C’est indéniable, le projet de réforme des retraites comporte des avancées en matière d’équité et de justice : intégration de la dimension pénibilité, calculs plus appropriés aux travailleurs à temps partiel, qui concerne beaucoup de femmes, et octrois de trimestres pour les jeunes qui entament leur vie professionnelle avec des temps d’alternance ou en apprentissage. Il reste que ces propositions du gouvernement doivent encore pouvoir être amendées par les parlementaires, car il y a des points de vigilance et, toujours, la question de la durée de cotisation qu’il est sûrement possible de ne pas tant accroître si on aborde de façon plus globale la question de la protection sociale.
NE PAS « GRIGNOTER » LE GAIN D’ESPÉRANCE DE VIE
Parce que, démographiquement, la structure des régimes de retraite redevient favorable au-delà de 2035, l’allongement de la durée de cotisation prévue pendant 15 ans à partir de 2020 doit pouvoir faire l’objet d’une révision, je l’espère, à l’initiative des parlementaires socialistes ; sinon, ça va « grignoter » près des deux tiers du bénéfice en espérance de vie alors qu’on sait que, si il devrait logiquement continuer à augmenter un peu, l’espérance de vie en bonne santé, elle, ne suit pas le mouvement.
Je crois qu’on doit se féliciter que la demande du Parti socialiste a été prise en compte pour la recherche de l’équilibre des régimes de retraite : ne pas augmenter la CSG, mais plutôt prévoir une augmentation raisonnable des cotisations sociales des salariés et des employeurs permettant, normalement, de résorber les déficits prévus d’ici à 2020 ; on est bien là dans le système de répartition auquel les Français sont attachés, considérant à juste titre que la pension est un salaire différé.
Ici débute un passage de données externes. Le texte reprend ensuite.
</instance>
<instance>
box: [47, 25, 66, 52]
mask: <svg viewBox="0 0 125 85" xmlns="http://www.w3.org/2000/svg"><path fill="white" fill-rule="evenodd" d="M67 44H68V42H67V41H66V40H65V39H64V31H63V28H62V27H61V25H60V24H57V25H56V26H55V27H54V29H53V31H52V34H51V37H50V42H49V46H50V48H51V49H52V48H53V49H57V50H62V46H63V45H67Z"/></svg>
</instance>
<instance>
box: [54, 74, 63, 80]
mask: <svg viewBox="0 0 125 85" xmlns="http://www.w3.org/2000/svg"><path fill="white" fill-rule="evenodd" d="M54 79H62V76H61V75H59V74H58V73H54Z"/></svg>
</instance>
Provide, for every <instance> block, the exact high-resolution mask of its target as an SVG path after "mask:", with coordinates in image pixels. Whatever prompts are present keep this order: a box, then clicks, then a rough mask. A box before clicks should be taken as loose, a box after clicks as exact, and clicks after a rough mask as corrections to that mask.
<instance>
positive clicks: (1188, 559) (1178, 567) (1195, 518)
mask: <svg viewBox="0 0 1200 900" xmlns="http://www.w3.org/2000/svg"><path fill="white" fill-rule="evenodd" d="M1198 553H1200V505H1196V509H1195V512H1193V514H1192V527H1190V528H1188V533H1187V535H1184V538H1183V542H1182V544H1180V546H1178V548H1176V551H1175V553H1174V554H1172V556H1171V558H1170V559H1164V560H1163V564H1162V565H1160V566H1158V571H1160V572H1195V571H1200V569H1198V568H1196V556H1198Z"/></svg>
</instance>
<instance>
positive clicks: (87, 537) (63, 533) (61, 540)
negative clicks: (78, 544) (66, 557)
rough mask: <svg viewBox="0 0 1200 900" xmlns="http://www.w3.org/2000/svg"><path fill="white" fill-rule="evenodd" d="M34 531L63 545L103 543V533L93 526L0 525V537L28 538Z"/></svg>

MOBILISER LES REVENUS FINANCIERS ET DU CAPITAL POUR UNE RÉFORME GLOBALE
Mais il reste que la question des retraites ne doit pas être déconnectée de l’ensemble du financement de la protection sociale, avec une vraie réforme fiscale et sociale, de même qu'il faut, ainsi que le PS l’a pourtant proposé en 2010, et encore cet été, que l’on mobilise les revenus financiers et du capital. En tous cas, il ne faudrait pas que les ménages soient doublement contributeurs, d’une part par l’augmentation de leurs cotisations que les salariés acceptent parce qu’ils savent que c’est une obligation « mathématique » inéluctable au regard des évolutions de l’âge d’entrée dans le monde du travail et de l’espérance de vie, et d’autre part en supportant une possibilité offerte aux employeurs de compensation de l’augmentation de leurs propres cotisations « retraites » via une baisse des cotisations de la branche « familles », ou en subissant une hausse compensatoire de la TVA ou de la CSG.
On a avancé. Le régime par répartition peut être conforté, voire sauvé. Il reste à considérer que les ménages, comme les petites et moyennes entreprises, ne peuvent pas supporter le maximum à eux seuls. C’est le champ du capital et des produits financiers qui doit être appelé à l’effort global, au-delà du strict équilibre des régimes de retraite. C'est cette grande réforme fiscale et sociale qui doit en ouvrir la voie.